Although the accuracy of predictions from connectivity models was high, it is important to note that elk in this study followed a relatively direct route during at least the first half of the migration (Fig. 2). This pattern of direct migration over long distances (as a broad scale pattern; different from fine scale fast, directed movements between relocations) provides an explanation for null model success, and highlights the importance of knowledge about elk winter and summer range locations to studies of elk migration and connectivity. Corridor prediction accuracy could decline, however, for elk with less direct migratory routes even for models informed by landscape resistance. SSF resistance, for example, did little to improve prediction accuracy of the less direct routes compared to null model predictions (Fig. 2), and CTMC resistance showed only moderate improvements overall. Estimating a more informative resistance surface may be difficult because elk can travel across most habitat types, and their movement is also likely to be affected by other factors not examined via landscape resistance (i.e., predation risk; Fortin et al. 2005). In addition, ungulates can exhibit strong memory capabilities (Merkle et al. 2014), and evidence suggests that their past experience influences future movements (Wolf et al. 2009). Indeed, elk exhibit fidelity to traditional migration routes and seasonal ranges, though with some plasticity over time (Van Dyke et al. 1998; Eggeman et al. 2016). Incorporating memory, however, is not trivial, in part because the memory process is hidden and current simulation methods extended to this process are highly computationally intensive (Fagan et al. 2013; Merkle et al. 2017b). While identifying source and target nodes is a step toward explicitly incorporating memory into connectivity models, it may still be challenging to accurately simulate elk movement along less direct migration routes. Future studies should examine CTMC and SSF-informed connectivity models across a range of species and migratory elk populations to understand the effect that less direct migration routes can have on prediction accuracy.

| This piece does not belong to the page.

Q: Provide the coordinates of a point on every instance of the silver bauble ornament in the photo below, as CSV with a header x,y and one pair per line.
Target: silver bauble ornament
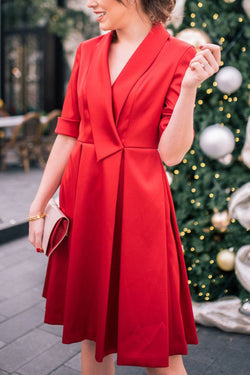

In conclusion, animals are likely to move faster through undesirable habitats and slower in preferred habitats. As a result, studies of movement rate and resource selection are likely to reach opposite conclusions regarding habitat preferences during movement. Prediction of migration and dispersal corridors where faster, more directed movements can occur is often achieved using resistance surfaces derived from studies of resource selection (e.g., Zeller et al. 2012; Abrahms et al. 2016), but the focus on selection rather than speed could affect our ability to accurately predict where animals move and result in conservative corridor predictions that exclude areas important for connectivity. We found CTMC-informed connectivity models to be a more realistic alternative to SSF-informed connectivity models for studying elk migration corridors and connectivity in western Wyoming, and thus recommend the addition of CTMC into the methodological toolkit of connectivity modeling and conservation.